I have 3dataframes generated from 3 different processes.
Every dataframe is having columns of same name.
My dataframe looks like this
id val1 val2 val3 val4
1 null null null null
2 A2 A21 A31 A41
id val1 val2 val3 val4
1 B1 B21 B31 B41
2 null null null null
id val1 val2 val3 val4
1 C1 C2 C3 C4
2 C11 C12 C13 C14
Out of these 3 dataframes, i want to create two dataframes, (final and consolidated).
For final, order of preferences -
dataFrame 1 > Dataframe 2 > Dataframe 3
If a result is there in dataframe 1(val1 != null), i will store that row in final dataframe.
My final result should be :
id finalVal1 finalVal2 finalVal3 finalVal4
1 B1 B21 B31 B41
2 A2 A21 A31 A41
Consolidated Dataframe will store results from all 3.
How can i do that efficiently?
If I understood you correctly, for each row you want to find out the first non-null values, first by looking into the first table, then the second table, then the third table.
You simply need to join these three tables based on the id
and then use the coalesce
function to get the first non-null element
import org.apache.spark.sql.functions._
val df1 = sc.parallelize(Seq(
(1,null,null,null,null),
(2,"A2","A21","A31", "A41"))
).toDF("id", "val1", "val2", "val3", "val4")
val df2 = sc.parallelize(Seq(
(1,"B1","B21","B31", "B41"),
(2,null,null,null,null))
).toDF("id", "val1", "val2", "val3", "val4")
val df3 = sc.parallelize(Seq(
(1,"C1","C2","C3","C4"),
(2,"C11","C12","C13", "C14"))
).toDF("id", "val1", "val2", "val3", "val4")
val consolidated = df1.join(df2, "id").join(df3, "id").select(
df1("id"),
coalesce(df1("val1"), df2("val1"), df3("val1")).as("finalVal1"),
coalesce(df1("val2"), df2("val2"), df3("val2")).as("finalVal2"),
coalesce(df1("val3"), df2("val3"), df3("val3")).as("finalVal3"),
coalesce(df1("val4"), df2("val4"), df3("val4")).as("finalVal4")
)
Which gives you the expected output
+---+----+----+----+----+
| id|val1|val2|val3|val4|
+---+----+----+----+----+
| 1| B1| B21| B31| B41|
| 2| A2| A21| A31| A41|
+---+----+----+----+----+
Edit: New solution with partially null lines. It avoids joins, but uses a window function and a distinct...

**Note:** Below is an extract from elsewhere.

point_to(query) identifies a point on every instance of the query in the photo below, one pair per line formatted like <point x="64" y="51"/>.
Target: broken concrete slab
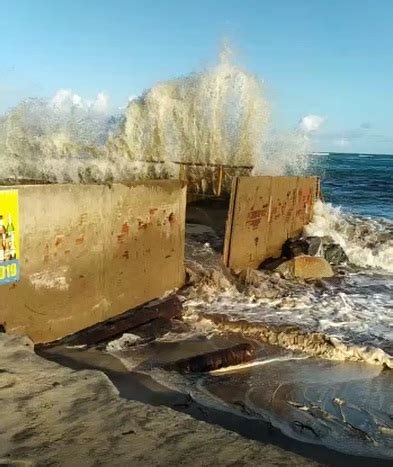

case class a(id:Int,val1:String,val2:String,val3:String,val4:String)
val df1 = sc.parallelize(List(
a(1,null,null,null,null),
a(2,"A2","A21","A31","A41"),
a(3,null,null,null,null))).toDF()
val df2 = sc.parallelize(List(
a(1,"B1",null,"B31","B41"),
a(2,null,null,null,null),
a(3,null,null,null,null))).toDF()
val df3 = sc.parallelize(List(
a(1,"C1","C2","C3","C4"),
a(2,"C11","C12","C13","C14"),
a(3,"C11","C12","C13","C14"))).toDF()
val anyNotNull = df1.columns.tail.map(c => col(c).isNotNull).reduce(_ || _)
val consolidated = {
df1
.filter(anyNotNull)
.withColumn("foo",lit(1))
.unionAll(df2.filter(anyNotNull).withColumn("foo",lit(2)))

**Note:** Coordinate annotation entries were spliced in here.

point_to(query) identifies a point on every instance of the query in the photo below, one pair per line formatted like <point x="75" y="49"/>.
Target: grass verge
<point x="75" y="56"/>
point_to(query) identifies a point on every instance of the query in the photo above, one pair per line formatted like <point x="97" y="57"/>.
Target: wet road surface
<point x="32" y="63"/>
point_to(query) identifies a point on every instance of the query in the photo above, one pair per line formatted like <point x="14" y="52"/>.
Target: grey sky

.unionAll(df3.filter(anyNotNull).withColumn("foo",lit(3)))
}
scala> finalDF.show()
+---+----+----+----+----+
| id|val1|val2|val3|val4|
+---+----+----+----+----+
| 1| B1|null| B31| B41|
| 1| B1| C2| B31| B41|
| 3| C11| C12| C13| C14|
| 2| A2| A21| A31| A41|
| 2| A2| A21| A31| A41|
+---+----+----+----+----+
val w = Window.partitionBy('id).orderBy('foo)

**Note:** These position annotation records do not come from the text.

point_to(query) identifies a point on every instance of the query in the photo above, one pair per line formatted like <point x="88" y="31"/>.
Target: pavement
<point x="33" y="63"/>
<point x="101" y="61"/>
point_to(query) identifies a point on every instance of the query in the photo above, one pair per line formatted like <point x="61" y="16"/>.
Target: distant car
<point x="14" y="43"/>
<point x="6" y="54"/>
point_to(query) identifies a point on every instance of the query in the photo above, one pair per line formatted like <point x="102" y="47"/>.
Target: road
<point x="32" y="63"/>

val coalesced = col("id") +: df1.columns.tail.map(c => first(col(c),true).over(w).as(c))
val finalDF = consolidated.select(coalesced:_*).na.drop.distinct
scala> finalDF.show()
+---+----+----+----+----+
| id|val1|val2|val3|val4|
+---+----+----+----+----+
| 1| B1| C2| B31| B41|
| 3| C11| C12| C13| C14|
| 2| A2| A21| A31| A41|
+---+----+----+----+----+
Old solution:
If you have only full lines of null
or no null at all, you can do this (edit: the advantage over the other solution is that you avoid the distinct)
data:
case class a(id:Int,val1:String,val2:String,val3:String,val4:String)
val df1 = sc.parallelize(List(
a(1,null,null,null,null),
a(2,"A2","A21","A31","A41"),
a(3,null,null,null,null))).toDF()
val df2 = sc.parallelize(List(
a(1,"B1","B21","B31","B41"),
a(2,null,null,null,null),
a(3,null,null,null,null))).toDF()
val df3 = sc.parallelize(List(
a(1,"C1","C2","C3","C4"),
a(2,"C11","C12","C13","C14"),
a(3,"C11","C12","C13","C14"))).toDF()
consolidated:
val consolidated = {
df1.na.drop.withColumn("foo",lit(1))
.unionAll(df2.na.drop.withColumn("foo",lit(2)))
.unionAll(df3.na.drop.withColumn("foo",lit(3)))
}
scala> consolidated.show()
+---+----+----+----+----+---+
| id|val1|val2|val3|val4|foo|
+---+----+----+----+----+---+
| 2| A2| A21| A31| A41| 1|
| 1| B1| B21| B31| B41| 2|
| 1| C1| C2| C3| C4| 3|
| 2| C11| C12| C13| C14| 3|
| 3| C11| C12| C13| C14| 3|
+---+----+----+----+----+---+
Final
val w = Window.partitionBy('id).orderBy('foo)
val finalDF = consolidated
.withColumn("foo2",rank().over(w))
.filter('foo2===1)
.drop("foo").drop("foo2")
scala> finalDF.show()
+---+----+----+----+----+
| id|val1|val2|val3|val4|
+---+----+----+----+----+
| 1| B1| B21| B31| B41|
| 3| C11| C12| C13| C14|
| 2| A2| A21| A31| A41|
+---+----+----+----+----+
Below is an example of joining six tables/dataframes (not using SQL)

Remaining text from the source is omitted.